Der Wohnkomplex, in dem Carin Hoag residierte, lag im gleichen Stadtteil, in dem auch Pete lebte, und rangierte allem Anschein nach in etwa der gleichen Mietpreisklasse. Ich habe mich immer gefragt, wie ich das wohl empfunden hätte, eine Art Mietskaserne als mein Zuhause bezeichnen zu müssen statt des Hauses in Roseburg, wo mein Zimmer eben mein Zimmer war, und zwar so, als könnte dort nie jemand anders gewohnt haben und selbstverständlich auch zukünftig nicht wohnen.
Wahrscheinlich hätte ich mich daran gewöhnt, aber dennoch: Ich war froh, dass es einen ganz speziellen Ort gab, der für mich Heimat darstellte.
Ich stellte den Wagen ab, fand die entsprechende Wohnungstür und klopfte an. Ich konnte weibliche Stimmen hören, die sich offenbar gegenseitig angifteten, und wartete. Und wartete noch ein wenig, während das Gekeife weiterging. Dann, endlich, öffnete sich die Tür, und ich stand einem griesgrämig guckenden Mädchen gegenüber, nach meinem Eindruck etwa 18 bis 20 Jahre alt. Zwischen ihren Fingern klemmte eine glimmende Zigarette.
Eine Zigarette. Herr, hilf! Anscheinend waren die einzigen verbliebenen Raucher in Oregon entweder ältere Herrschaften, die in Kneipen herumsaßen und an Video-Poker-Maschinen spielten, oder jene Sorte Teenager, die offenbar dringend der Sozialfürsorge bedurften, da sie sonst womöglich irgendwann an der Nadel hingen und für 20 Dollar pro Nummer ihre Fellatio-Künste anboten.
Alle anderen hatten viel zu viel mit Trekking-Touren und Bioläden zu tun.
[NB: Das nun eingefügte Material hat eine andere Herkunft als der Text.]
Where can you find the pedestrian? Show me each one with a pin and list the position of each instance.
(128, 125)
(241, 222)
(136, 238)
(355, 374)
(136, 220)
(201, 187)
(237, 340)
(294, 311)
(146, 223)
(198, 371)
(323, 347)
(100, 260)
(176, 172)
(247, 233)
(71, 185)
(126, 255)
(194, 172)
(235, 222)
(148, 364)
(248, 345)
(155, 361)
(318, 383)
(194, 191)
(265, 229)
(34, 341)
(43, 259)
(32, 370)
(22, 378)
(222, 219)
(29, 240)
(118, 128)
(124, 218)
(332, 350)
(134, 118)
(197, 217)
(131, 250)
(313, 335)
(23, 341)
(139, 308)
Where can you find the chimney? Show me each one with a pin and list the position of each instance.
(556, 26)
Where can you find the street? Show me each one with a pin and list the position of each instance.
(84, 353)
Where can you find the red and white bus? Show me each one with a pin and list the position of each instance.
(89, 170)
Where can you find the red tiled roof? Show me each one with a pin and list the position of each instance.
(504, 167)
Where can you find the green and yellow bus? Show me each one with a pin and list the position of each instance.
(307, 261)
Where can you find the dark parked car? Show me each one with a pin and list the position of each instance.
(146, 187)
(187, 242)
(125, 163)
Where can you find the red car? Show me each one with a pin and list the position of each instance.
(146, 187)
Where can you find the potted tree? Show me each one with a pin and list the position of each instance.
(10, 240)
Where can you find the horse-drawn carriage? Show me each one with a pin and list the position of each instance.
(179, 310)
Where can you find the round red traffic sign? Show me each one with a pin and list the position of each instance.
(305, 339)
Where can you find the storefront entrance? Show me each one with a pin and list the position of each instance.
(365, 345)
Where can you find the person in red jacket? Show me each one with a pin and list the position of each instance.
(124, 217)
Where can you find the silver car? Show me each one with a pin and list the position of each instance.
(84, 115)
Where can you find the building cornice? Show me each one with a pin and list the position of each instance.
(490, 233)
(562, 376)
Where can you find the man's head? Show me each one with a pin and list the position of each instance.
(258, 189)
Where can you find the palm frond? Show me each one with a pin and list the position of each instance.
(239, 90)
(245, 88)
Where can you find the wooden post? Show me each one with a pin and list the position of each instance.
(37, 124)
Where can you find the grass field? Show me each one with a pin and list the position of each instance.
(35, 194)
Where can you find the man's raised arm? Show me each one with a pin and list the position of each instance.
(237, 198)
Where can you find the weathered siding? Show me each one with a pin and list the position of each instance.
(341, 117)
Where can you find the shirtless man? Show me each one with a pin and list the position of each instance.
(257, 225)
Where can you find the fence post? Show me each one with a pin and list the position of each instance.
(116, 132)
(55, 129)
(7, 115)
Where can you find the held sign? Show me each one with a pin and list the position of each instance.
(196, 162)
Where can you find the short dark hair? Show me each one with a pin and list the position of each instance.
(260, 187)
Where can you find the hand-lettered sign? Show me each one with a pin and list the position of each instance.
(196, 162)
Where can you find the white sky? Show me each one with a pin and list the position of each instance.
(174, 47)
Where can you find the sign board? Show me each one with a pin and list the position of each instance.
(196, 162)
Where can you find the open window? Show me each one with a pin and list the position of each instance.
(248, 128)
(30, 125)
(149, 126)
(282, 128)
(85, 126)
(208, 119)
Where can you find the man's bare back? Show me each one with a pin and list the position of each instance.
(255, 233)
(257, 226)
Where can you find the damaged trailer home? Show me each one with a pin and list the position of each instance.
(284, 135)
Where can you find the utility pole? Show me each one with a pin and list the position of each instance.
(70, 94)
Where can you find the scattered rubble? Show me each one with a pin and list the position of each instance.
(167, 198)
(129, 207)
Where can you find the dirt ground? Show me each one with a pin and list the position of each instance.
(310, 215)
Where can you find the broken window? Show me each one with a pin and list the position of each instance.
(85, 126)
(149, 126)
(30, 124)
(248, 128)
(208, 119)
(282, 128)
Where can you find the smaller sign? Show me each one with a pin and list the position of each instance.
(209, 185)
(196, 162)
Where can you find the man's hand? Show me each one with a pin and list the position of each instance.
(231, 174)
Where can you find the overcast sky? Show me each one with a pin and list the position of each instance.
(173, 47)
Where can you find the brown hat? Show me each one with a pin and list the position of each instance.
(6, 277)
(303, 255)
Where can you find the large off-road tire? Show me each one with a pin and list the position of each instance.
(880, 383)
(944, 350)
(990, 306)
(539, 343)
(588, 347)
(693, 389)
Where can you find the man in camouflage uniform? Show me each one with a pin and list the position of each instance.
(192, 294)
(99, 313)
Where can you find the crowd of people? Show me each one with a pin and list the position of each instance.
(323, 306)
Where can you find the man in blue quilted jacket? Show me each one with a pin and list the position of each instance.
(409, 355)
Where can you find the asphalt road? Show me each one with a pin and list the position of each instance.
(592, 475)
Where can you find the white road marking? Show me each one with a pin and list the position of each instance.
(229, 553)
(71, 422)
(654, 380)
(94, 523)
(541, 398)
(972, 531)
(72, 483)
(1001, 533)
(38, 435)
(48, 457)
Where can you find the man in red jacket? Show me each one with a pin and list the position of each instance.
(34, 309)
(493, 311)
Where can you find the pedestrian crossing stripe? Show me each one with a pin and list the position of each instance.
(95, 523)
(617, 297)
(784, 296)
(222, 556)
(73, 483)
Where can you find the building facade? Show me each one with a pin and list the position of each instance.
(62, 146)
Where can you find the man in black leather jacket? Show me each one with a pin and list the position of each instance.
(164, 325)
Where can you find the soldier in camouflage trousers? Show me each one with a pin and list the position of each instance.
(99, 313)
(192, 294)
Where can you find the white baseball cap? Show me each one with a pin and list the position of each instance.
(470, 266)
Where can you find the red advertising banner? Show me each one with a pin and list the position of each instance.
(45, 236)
„Was ist?“ fragte das Monster, was wohl eine Begrüßung darstellen sollte. Es trug eine hüfthohe Jeans, die so knalleng saß, dass sich im Schritt eine Furche bildete, und ein eng anliegendes orangefarbenes T-Shirt, das sie wohl in der Kinderabteilung aufgegabelt haben musste, so klein war es. Sie zog gekonnt an ihrem Glimmstängel, und ich prophezeite ihr insgeheim schon offene Zehen.
„Ms. Hoag?“ fragte ich.
Das Mädchen verdrehte genervt die Augen. „Das ist meine
Mom.
„Hannah O’Dowd. Die Schneiderin?“ fragte ich in der Hoffnung, dass in dem verdrießlichen Kopf der Groschen fiel.